Along the way, Apple basically won the mobile wars. As long as a third-party router worked with the iPhone, or iPad seamlessly, then the ecosystem would be fine without Apple curation.
Signs on the road
A few years back, Apple completely overhauled the AirPort setup tool, and lobotomized it, in favor of a simple GUI that could be easily ported to mobile. Many of the features that the tech savvy used to manually control the router were stripped out, in favor of automatic tools.
This set off the normal string of complaints -- justifiably so.
After that, it became apparent that the AirPort Express wasn't going to get a hardware update to 802.11ac. It got a physical redesign, but not an improvement in specs.
In the first 12 years, software updates were quick. Then for three years, they were twice a year. For the last two years, they've been annual, and induced by major security problems only.
The beginning of the end
Towards the end of 2016, rumors started flying that Apple's AirPort engineering team had been scattered to other departments within Apple. Discontinuation of the product hadn't yet happened, leading to speculation by some of the faithful that the product was still alive inside Apple.
However, the reality seemed pretty grim. Shortly after the initial reports about the dissolution of the department were published, sources inside Apple not authorized to speak on behalf of the company told us that the AirPort ecosystem back to the 802.11n version of the AirPort Extreme basestation would be made "as safe as possible for as long as possible."
Not a good sign.
Later, Apple started selling the Linksys Velop system in the Apple store, and here we are.
Why now?
We suspect that Apple saw the writing on the wall for cancellation some time ago, and the formal announcement is being made now because stock levels are low.

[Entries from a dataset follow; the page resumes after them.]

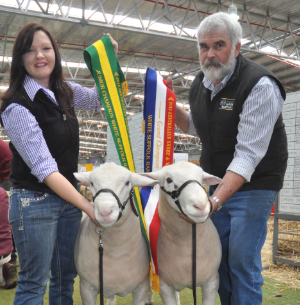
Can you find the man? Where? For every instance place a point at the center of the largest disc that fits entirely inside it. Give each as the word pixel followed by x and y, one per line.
pixel 8 271
pixel 235 108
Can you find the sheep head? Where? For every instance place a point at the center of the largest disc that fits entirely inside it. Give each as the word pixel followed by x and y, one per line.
pixel 193 198
pixel 117 179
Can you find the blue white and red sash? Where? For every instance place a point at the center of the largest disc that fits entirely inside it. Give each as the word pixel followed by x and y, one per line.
pixel 159 125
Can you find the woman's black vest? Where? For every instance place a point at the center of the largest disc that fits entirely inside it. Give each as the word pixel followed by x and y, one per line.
pixel 62 138
pixel 216 122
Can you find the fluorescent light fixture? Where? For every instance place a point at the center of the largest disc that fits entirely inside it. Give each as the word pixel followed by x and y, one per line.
pixel 232 11
pixel 96 16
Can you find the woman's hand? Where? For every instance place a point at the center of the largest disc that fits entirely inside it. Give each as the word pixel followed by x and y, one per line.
pixel 89 210
pixel 115 44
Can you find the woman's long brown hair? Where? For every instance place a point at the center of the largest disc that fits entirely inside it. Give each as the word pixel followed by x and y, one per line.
pixel 57 84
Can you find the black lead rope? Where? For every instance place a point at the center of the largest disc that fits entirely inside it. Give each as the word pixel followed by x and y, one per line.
pixel 101 269
pixel 194 250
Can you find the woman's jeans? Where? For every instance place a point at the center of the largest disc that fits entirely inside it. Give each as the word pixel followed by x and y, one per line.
pixel 44 228
pixel 242 226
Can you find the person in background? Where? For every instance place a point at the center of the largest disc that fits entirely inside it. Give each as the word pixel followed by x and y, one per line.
pixel 37 112
pixel 235 109
pixel 8 271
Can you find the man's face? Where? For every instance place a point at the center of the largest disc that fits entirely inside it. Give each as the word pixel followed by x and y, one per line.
pixel 217 56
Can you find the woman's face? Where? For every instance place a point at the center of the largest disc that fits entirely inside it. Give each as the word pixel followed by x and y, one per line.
pixel 39 61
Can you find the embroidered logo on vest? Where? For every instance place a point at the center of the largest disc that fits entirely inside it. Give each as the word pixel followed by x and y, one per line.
pixel 226 104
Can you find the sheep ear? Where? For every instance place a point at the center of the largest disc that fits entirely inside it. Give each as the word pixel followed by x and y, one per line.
pixel 83 177
pixel 210 179
pixel 140 180
pixel 157 175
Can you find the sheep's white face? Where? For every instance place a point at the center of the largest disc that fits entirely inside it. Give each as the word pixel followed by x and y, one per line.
pixel 193 198
pixel 117 179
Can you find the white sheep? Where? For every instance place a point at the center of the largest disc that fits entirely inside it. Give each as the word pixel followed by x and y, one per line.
pixel 174 248
pixel 125 256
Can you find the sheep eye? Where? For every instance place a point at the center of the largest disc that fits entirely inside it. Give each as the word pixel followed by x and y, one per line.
pixel 169 180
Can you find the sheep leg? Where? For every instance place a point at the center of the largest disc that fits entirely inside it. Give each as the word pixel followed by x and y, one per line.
pixel 88 293
pixel 139 295
pixel 168 295
pixel 111 301
pixel 210 290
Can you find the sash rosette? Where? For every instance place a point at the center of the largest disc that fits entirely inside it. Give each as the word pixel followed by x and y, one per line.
pixel 159 125
pixel 101 60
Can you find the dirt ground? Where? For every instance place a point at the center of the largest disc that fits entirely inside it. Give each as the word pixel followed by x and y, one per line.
pixel 285 273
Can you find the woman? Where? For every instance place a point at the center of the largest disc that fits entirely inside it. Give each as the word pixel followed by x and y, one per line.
pixel 37 112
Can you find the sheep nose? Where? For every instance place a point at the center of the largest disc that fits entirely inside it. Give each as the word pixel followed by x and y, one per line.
pixel 199 206
pixel 105 213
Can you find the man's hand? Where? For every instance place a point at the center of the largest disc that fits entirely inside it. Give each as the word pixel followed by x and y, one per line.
pixel 115 44
pixel 186 218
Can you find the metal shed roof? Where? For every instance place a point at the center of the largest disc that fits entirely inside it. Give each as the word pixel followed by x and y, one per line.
pixel 152 33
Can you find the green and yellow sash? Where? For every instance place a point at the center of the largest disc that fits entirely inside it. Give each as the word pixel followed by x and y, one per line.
pixel 101 60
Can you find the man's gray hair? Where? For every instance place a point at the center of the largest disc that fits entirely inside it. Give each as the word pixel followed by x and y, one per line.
pixel 220 22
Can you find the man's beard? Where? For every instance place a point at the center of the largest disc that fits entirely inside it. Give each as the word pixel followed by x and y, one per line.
pixel 214 70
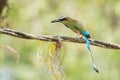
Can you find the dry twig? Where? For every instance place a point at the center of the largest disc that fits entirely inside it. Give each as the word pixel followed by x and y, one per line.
pixel 24 35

Was it the proliferation of third-party routers that ended the line? Was it a situation where Apple thought that the job was done and the market was mature enough with guaranteed compatibility for products for Apple products basically forever?
Was it a financial decision? A need for consolidation of engineers? Who knows. We don't, and can only speculate.
The full reasoning we may never know until somebody's biography is written many years from now.
What now?
For most AppleInsider readers, the end of the road for the AirPort may have been a while ago. A year or more. For some of us, author included, we have multiple 802.11ac AirPort base stations blanketing the house with Wi-Fi. For nearly all of us, our first wireless product was from Apple.
It's not just nostalgia for a better day looking back at the history of the AirPort. We were guaranteed that it would just work with everything we had -- yes, even the Windows PCs in the house. And, in many cases even through the years of notoriously bad capacitors, they lasted for years, far outlasting third party alternatives.
Revenue from the AirPort isn't even coffee money for Apple, but that's really not the point. There is still be a place for the Airport, but Apple appears to have blessed the Linksys Velop instead.
There are still people wandering into Apple stores, wanting to walk out with one company controlling the hardware, one receipt to save, and one place to get help. But, that avenue is now closed.
They can buy that Velop at the Apple store. But beyond a swap, they aren't going to get more than rudimentary help from Apple. Just ask the first batch of LG 4K and 5K display buyers.
So, for now, when somebody asks you about Apple AirPort, tell them that it was an idea ahead of its time. Show them the Steve Jobs demonstration in all its low-res glory, and tell them it was at the tail-end of the 20th century, way ahead of its time. Tell them it may come back in some form from Apple someday, but not as we know it right now.
Help them find something good. Help them set it up, and help them maintain it -- because the obvious choice for them is gone.
And, if you want one new and sealed, you'd better get it soon.